Cardiac myxoma can also be a component of an autosomal dominant syndrome called Carney complex. Carney complex is characterized by spotty pigmentation (blue nevi and lentigines), myxomas (cardiac, cutaneous, and mammary), endocrine overactivity (Cushing’s syndrome and acromegaly), testicular tumors, and Schwannomas.[
Metastatic lesions have been reported to be diagnosed up to 8 years later than the primary lesion. In the majority of cases, the cerebral arteries, including the retinal arteries, are affected. However, it has been postulated that tumor tissues may grow into the walls of the vessels causing focal disruption of the internal elastic lamina, providing a nidus for cerebral hemorrhage and subsequent growth of metastatic tumor tissue.[
The fate of the tumor fragment, which embolizes to the cerebral vessel within the central nervous system, still remains controversial. Two late complications have been reported: either a tumor fragment may grow and present as an expanding mass lesion, or it may develop a vascular aneurysm at the site of the embolus.[
As the natural history of this disease is unknown, the standard of care for these intraparenchymal lesions remains controversial. Thus, a high index of suspicion is required so that diagnosis can be effectively made and patients can be put under surveillance.
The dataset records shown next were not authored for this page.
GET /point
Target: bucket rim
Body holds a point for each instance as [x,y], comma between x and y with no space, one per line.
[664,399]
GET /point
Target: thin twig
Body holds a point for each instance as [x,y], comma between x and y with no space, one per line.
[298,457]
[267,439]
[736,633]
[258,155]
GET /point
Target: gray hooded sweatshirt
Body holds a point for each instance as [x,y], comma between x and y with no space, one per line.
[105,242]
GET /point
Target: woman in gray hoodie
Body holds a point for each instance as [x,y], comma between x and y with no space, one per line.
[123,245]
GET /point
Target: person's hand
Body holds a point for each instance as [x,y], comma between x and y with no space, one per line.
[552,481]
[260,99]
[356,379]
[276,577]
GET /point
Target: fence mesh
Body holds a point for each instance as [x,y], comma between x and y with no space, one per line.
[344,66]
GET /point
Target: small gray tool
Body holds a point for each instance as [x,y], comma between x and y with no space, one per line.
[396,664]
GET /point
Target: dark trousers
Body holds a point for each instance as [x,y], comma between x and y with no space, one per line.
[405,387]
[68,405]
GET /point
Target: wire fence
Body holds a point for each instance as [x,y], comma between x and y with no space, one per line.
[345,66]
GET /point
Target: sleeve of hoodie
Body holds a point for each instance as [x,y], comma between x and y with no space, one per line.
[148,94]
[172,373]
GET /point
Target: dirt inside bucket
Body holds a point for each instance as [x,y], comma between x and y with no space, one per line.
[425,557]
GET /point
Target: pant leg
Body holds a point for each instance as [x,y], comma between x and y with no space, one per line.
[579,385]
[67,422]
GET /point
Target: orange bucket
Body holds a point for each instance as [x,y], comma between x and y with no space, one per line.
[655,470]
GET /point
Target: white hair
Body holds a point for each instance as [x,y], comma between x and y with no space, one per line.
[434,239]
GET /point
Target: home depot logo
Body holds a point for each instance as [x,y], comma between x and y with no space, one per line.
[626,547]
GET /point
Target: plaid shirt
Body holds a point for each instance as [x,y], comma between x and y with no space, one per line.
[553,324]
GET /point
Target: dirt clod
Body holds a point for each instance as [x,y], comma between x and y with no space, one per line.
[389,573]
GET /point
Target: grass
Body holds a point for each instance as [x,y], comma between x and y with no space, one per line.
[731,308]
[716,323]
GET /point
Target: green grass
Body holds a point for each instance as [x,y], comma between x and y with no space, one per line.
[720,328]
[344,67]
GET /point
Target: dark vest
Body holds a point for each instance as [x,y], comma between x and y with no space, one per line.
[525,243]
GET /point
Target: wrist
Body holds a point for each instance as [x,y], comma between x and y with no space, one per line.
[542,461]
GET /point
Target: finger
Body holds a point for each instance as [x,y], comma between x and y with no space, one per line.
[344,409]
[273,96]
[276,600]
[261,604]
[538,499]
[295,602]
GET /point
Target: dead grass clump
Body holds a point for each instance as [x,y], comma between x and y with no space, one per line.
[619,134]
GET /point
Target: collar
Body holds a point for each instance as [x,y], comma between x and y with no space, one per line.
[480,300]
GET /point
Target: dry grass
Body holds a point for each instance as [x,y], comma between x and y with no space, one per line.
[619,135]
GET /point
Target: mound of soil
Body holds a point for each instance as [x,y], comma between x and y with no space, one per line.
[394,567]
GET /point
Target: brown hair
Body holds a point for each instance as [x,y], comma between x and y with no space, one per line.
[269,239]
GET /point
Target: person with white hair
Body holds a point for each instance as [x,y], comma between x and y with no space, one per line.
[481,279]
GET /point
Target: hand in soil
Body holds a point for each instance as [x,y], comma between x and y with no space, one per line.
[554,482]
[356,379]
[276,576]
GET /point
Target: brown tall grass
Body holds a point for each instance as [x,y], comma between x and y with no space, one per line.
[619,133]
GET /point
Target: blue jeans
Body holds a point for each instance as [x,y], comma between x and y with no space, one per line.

Our patient underwent a surgery for myxoma 1 year back. As our patient had a cortical bleed in an accessible location, excision biopsy was possible, which helped us arrive at a diagnosis. In patients who present with multifocal intracerebral hemorrhages, biopsy from a noneloquent region is mandatory to establish the cause for bleed.
A standard of care in the management of cardiac myxoma patients with cerebral metastases is yet to be established. While surgery may be appropriate in cases with one or two isolated brain metastases, palliative radiotherapy could be administered to patients with multiple brain metastases. Vigorous workup must be pursued if the patient becomes symptomatic yet again or develops fresh neurological manifestations.